Arrests, an Escaped Bail Bid and a Widening Money Trail

Police first arrested key accused Potru Praveen in December 2024, before a coordinated operation on January 11, 2026 led to 18 more arrests. Prime accused Udatneni Vikas Choudhary, whose attempts to secure anticipatory bail reportedly failed, was subsequently detained, bringing the total arrests in the case to 20 by earlier this year, with six accused still absconding at that stage, including Meda Bhanupriya and her relative Meda Satish. Financial analysis of accounts linked to the accused had already traced transactions totalling ₹547 crore before the TGCSB takeover, a figure investigators now believe understates the network’s true scale considering the ₹1,000-crore total emerging from the latest re-registered cases.

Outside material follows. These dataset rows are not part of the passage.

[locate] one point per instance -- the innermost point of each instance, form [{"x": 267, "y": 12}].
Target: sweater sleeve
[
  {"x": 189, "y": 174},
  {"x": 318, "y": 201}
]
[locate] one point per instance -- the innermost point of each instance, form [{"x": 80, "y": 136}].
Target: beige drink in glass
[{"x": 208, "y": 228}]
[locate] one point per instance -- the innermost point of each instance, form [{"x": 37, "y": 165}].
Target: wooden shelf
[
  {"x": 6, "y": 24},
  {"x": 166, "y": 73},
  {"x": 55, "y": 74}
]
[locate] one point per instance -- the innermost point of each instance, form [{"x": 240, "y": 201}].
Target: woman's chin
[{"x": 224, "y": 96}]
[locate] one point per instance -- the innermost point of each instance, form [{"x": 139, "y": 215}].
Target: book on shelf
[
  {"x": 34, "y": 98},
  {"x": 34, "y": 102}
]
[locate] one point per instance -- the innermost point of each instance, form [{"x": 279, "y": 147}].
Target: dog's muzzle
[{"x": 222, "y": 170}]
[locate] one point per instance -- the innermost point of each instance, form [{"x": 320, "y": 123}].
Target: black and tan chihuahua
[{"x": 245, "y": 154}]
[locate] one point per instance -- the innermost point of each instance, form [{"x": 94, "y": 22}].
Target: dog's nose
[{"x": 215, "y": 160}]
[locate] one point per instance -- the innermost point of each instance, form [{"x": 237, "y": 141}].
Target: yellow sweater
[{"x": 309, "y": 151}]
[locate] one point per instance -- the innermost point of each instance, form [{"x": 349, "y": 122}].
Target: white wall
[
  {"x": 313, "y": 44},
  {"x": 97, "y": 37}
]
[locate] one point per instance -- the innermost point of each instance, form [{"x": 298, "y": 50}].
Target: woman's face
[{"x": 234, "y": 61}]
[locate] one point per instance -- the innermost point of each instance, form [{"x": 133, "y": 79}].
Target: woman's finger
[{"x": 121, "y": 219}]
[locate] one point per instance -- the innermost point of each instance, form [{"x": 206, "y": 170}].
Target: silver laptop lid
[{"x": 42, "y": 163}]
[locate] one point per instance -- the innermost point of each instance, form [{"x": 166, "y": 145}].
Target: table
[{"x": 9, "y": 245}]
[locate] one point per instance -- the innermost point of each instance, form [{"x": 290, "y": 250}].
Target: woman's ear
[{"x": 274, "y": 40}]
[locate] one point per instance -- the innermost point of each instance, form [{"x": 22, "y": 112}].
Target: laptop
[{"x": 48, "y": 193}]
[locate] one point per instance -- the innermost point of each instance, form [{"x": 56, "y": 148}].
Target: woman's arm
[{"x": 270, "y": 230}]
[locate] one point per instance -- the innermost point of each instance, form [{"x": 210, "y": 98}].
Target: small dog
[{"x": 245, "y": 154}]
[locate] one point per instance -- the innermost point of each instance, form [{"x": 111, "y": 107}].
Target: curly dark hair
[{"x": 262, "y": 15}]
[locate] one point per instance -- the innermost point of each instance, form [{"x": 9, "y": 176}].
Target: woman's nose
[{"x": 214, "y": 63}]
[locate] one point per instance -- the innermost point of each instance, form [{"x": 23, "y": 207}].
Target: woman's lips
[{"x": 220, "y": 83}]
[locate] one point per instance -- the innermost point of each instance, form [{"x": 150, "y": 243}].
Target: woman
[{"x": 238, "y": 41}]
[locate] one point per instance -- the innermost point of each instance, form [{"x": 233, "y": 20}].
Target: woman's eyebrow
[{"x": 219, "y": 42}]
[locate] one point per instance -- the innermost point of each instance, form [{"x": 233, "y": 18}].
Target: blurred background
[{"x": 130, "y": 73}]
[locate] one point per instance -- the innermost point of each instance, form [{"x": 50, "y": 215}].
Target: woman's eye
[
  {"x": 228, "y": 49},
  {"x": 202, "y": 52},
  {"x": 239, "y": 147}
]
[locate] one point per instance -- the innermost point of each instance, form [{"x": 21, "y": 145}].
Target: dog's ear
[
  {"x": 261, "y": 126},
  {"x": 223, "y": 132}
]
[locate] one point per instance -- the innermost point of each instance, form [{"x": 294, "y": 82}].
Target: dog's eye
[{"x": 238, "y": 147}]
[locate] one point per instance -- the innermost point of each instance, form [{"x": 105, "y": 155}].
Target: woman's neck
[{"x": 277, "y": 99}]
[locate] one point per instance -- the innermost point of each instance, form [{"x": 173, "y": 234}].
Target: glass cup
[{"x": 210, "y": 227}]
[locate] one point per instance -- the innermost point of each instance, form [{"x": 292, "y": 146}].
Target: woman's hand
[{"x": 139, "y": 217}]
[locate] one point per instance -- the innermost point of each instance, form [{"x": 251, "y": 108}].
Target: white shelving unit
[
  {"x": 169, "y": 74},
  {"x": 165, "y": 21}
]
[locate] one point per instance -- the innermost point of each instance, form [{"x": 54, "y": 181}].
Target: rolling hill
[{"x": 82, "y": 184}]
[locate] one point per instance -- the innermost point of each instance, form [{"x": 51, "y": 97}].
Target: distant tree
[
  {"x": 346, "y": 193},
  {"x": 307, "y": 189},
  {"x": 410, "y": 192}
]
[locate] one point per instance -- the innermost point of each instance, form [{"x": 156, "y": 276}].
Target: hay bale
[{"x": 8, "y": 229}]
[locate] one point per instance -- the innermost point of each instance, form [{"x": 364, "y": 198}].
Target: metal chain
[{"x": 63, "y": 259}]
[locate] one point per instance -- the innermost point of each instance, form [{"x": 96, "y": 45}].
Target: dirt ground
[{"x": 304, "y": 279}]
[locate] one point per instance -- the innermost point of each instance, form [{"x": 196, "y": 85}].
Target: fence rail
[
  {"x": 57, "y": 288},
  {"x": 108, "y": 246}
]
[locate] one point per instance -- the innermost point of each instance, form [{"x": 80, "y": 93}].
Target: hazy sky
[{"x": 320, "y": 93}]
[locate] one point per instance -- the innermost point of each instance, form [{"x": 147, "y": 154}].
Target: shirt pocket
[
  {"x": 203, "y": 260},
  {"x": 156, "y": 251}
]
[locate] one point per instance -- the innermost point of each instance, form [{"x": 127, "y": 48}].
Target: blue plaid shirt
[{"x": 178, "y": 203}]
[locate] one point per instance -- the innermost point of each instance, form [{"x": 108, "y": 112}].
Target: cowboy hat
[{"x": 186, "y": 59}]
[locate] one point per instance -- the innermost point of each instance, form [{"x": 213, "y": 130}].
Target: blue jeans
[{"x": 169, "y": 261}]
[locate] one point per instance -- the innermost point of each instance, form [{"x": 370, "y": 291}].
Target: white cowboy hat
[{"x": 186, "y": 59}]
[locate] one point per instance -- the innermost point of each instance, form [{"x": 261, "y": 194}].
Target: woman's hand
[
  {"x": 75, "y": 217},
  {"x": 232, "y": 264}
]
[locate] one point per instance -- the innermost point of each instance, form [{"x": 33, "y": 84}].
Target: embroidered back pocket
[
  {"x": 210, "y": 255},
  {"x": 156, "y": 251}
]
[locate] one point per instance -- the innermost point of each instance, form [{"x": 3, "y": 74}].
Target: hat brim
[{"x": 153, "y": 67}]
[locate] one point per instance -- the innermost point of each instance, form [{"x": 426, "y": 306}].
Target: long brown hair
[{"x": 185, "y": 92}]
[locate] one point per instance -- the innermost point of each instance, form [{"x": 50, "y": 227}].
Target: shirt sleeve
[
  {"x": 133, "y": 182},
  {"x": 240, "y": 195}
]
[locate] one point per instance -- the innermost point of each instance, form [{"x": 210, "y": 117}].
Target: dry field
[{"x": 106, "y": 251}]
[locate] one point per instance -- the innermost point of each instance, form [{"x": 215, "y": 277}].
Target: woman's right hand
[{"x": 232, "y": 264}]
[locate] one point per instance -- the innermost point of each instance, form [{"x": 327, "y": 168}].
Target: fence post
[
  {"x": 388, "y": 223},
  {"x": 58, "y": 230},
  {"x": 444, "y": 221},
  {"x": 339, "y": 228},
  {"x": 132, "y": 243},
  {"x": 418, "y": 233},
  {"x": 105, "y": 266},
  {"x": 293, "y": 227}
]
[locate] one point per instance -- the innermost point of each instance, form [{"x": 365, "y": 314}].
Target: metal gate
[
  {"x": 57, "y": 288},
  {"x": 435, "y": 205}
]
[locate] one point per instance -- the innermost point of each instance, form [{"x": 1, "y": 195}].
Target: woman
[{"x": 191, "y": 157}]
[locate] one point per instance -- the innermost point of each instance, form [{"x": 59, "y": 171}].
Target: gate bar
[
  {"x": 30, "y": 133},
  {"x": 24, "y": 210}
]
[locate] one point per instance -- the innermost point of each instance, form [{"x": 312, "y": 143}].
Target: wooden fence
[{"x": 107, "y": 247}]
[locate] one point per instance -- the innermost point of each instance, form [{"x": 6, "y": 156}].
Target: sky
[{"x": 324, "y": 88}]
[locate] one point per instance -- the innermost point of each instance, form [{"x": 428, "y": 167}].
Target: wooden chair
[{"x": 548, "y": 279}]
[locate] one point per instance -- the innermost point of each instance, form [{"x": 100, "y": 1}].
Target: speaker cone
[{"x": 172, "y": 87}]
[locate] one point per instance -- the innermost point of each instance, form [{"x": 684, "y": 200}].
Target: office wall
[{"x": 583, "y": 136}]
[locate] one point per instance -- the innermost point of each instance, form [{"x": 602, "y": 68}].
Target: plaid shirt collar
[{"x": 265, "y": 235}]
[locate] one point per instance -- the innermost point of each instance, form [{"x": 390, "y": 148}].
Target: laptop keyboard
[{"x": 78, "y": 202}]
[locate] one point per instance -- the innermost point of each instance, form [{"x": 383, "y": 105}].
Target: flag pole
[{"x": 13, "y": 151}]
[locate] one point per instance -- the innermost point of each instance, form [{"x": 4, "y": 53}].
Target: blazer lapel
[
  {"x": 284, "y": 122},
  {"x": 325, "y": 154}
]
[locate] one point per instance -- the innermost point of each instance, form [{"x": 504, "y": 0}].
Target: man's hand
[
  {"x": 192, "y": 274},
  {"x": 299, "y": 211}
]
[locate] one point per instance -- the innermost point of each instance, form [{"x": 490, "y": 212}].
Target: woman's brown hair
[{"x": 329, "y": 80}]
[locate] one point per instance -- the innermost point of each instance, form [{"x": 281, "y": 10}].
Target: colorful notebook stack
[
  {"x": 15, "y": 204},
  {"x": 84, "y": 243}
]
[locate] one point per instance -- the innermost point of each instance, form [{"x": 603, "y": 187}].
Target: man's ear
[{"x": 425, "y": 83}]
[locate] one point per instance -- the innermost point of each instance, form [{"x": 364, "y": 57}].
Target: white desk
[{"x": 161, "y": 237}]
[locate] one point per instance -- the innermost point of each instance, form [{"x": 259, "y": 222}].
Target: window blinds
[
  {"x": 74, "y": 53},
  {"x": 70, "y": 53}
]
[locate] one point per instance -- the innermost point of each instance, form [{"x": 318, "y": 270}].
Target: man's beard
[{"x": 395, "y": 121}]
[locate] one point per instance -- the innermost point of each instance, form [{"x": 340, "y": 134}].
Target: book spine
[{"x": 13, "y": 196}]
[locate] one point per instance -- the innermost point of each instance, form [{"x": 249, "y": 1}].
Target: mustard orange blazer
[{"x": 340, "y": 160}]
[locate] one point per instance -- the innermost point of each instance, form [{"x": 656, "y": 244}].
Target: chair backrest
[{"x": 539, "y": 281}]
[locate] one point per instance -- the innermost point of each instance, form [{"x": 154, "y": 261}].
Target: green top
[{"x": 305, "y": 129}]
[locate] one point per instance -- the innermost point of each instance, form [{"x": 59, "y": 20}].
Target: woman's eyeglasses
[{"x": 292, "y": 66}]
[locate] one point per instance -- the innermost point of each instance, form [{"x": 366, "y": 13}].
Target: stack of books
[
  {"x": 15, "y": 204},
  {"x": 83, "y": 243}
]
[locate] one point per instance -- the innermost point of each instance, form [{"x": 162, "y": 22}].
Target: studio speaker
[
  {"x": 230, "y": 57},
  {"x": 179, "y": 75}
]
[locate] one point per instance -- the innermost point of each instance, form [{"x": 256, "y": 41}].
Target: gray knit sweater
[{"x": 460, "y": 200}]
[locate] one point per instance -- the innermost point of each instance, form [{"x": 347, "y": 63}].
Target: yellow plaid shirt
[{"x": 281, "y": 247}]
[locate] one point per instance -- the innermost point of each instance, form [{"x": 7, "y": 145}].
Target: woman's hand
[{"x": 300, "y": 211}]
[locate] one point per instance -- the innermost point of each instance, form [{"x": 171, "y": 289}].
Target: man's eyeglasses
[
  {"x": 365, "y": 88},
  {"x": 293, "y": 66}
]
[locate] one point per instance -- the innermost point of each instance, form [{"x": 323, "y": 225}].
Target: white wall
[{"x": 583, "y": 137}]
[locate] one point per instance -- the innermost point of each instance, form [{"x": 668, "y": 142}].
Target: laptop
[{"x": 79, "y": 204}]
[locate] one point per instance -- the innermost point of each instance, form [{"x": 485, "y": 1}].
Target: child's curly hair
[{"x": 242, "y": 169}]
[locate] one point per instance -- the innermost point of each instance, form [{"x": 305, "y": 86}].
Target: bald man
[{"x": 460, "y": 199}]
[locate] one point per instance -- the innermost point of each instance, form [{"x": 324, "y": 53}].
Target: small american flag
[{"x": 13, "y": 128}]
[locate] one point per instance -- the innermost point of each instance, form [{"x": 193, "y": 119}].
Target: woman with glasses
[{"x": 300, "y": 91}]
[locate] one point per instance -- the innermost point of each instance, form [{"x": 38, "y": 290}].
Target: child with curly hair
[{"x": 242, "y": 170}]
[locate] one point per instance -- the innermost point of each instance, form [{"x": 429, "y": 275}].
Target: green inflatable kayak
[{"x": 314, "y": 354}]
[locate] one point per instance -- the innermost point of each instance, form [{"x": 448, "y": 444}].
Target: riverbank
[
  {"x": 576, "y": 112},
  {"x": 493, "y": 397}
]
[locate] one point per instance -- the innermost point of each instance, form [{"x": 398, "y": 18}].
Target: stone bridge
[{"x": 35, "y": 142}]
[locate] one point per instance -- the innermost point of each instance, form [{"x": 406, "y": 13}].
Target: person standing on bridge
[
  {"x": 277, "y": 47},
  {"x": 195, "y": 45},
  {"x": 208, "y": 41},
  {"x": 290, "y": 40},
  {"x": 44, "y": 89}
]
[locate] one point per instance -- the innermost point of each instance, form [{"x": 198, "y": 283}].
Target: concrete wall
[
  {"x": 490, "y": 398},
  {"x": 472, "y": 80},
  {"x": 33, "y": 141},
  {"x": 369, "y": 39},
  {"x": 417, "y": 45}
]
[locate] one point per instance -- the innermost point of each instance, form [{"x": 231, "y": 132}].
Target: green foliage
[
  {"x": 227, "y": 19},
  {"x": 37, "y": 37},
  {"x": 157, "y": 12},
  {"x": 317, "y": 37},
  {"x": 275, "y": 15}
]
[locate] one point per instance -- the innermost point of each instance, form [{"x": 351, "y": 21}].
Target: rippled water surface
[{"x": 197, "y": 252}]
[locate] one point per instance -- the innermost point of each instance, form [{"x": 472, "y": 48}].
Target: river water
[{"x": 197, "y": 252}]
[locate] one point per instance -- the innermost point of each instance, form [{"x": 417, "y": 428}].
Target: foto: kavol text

A parallel case, registered separately at V.M. Banjara Police Station, involves the same core network, with an unemployed graduate alleging that between 2022 and 2024, Potru Praveen and his associates persuaded him to open bank accounts with HDFC Bank and South Indian Bank under the pretext of establishing an IT company and a firm called Extrika Solutions. A separate businessman complainant said Vikas Choudhary and Nagapriya convinced him to open current accounts for an interior decoration business in 2021, before an associate named Charan later persuaded him to open a further account for a supposed payment gateway venture in 2025, only for him to discover the accounts were being used for fraudulent transactions linked to cybercrime.

Part of a Broader Telangana Crackdown on Mule Networks

The Khammam case is one of several large mule account busts TGCSB has pursued across Telangana in recent months. In a separate operation codenamed Operation Crackdown 1.0, the bureau arrested 208 people, including bank employees, software engineers, lecturers and students, in connection with a ₹100 crore mule account network spanning nearly 1,549 linked FIRs statewide, with 19 individual bank branches found to have more than 20 mule accounts each. The recurrence of large-scale mule networks across different Telangana districts, and the involvement of bank employees in facilitating irregular account openings in at least one case, points to systemic gaps in KYC verification that investigators say organised cybercrime syndicates continue to exploit.

Prof. Triveni Singh, the former IPS officer and cybercrime specialist, said mule bank accounts have become one of the most critical enablers of organised cybercrime, since criminals rarely receive stolen funds directly and instead rely on accounts opened in the names of unsuspecting individuals to move money through multiple layers, making investigations significantly more complex. He urged the public never to open bank accounts or share ATM cards, cheque books, internet banking credentials or OTPs at the request of others in exchange for jobs, commissions or business opportunities, warning that even a seemingly minor lapse could expose an individual to serious criminal investigation. The TGCSB’s investigation continues, with officers examining banking records, digital evidence and suspected shell entities to trace the network’s full interstate and international links.